You may go to the projects website and have a look at the documentation offered there.

Michael

[QUOTE=mciahel;2560347]Hi,I have no personal experience with truecrypt. At least the method to encrypt a folder seems rather straightforward. But note, in case the container file (which then holds your encrypted stuff) gets damaged, then all is lost. So back up often (unencrypted).

You may go to the projects website and have a look at the documentation offered there.

Michael[/QUOTE]

O.K. Thanks. I will check out the web site.

Mr. Bill :cool:

The windows xp firewall is a joke. I would reccomend three simple things. First is to make sure you set an admistrators password and log in each time you use the PC or use a guest account like Michael was saying. Secondly use a good free antivirus like Avast, its completely free, you simply register it each year and get a free serial number. Thirdly is to use a good firewall like Comodo’s firewall, its also… FREE. The comodo software doesn’t require any registering at all, I just reccomend to install ONLY the firewall option and don’t use any of the other options. If you have both of those running you can completely disable the XP security center because it is a total joke.

Try TrueCrypt. It can encrypt your entire harddisk (even your system disk) and is completely FREE. I run it on all my laptops.

Agreed.

i been using TrueCrypt since 2005 and it’s been very stable. although i have not used it’s ‘drive encryption’ at all but if it’s anything like the regular ‘file container’ is then it’s most likely very stable :wink:

[QUOTE=eric93se;2560351]The windows xp firewall is a joke.[/quote]:confused: Huh? Unlike most other products, it does exactly, what it is supposed to do. And no, you can’t prevent any malicious outgoing traffic at all, regardless of the product.
“Negative” point of Windows integrated firewall: There are no “attack blocked” popups :cool:

First is to make sure you set an admistrators password and log in each time you use the PC or use a guest account like Michael was saying.
Guest account is not necessary. “Restricted user” is what you want.

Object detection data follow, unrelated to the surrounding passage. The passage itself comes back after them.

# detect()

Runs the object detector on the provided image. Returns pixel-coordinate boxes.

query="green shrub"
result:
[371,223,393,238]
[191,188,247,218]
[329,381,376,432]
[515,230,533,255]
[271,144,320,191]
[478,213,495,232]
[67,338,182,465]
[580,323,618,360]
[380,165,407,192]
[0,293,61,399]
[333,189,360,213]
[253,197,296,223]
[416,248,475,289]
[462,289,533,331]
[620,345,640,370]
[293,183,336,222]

Secondly use a good free antivirus like Avast, its completely free, you simply register it each year and get a free serial number.
Why not simply use Windows built-in mechanisms to prevent any malware from execution? :bigsmile:

Thirdly is to use a good firewall like Comodo’s firewall
See my statement above.

Michael

[QUOTE=mciahel;2560347]Hi,I have no personal experience with truecrypt. At least the method to encrypt a folder seems rather straightforward. But note, in case the container file (which then holds your encrypted stuff) gets damaged, then all is lost. So back up often (unencrypted).[/quote] Using unencrypted backups kinda defeats the purpose. It leaves traces and is never up to date. Better synch your folders real time with some network storage.

Truecrypt is amazingly simple and can be as complex you want it to be. It is very much possible to make completely hidden irrecoverable encrypted containers. It all depends on the level of security you want.

For normal use, it’s sufficient to encrypt all your physical disks, especiall on laptops. If they get stolen you can be pretty sure the data on it can never be read.

I have looked at both Truecrypt and Dalalock, and I am leaning toward Datalock.

Reasons:

Truecrypt is free, but my experience with free and open sourced programs has not been very good. Money mean support, and that is what I think Datalock offers that Truecrypt doesn’t.

Now, for the highly technical, this support might not mean much, but for those who just want to pick up the phone and have support at the other end, it could mean a lot.

[QUOTE=shesaidshehad1;2563028]
Reasons:

Truecrypt is free, but my experience with free and open sourced programs has not been very good. Money mean support, and that is what I think Datalock offers that Truecrypt doesn’t.[/quote]

Open Source means also that anybody can watch the source of the product. The entire world is reviewer of the code. It ensures there are as less bugs as possible and no hidden exploits.

But suit yourself. You’re complete free to choose.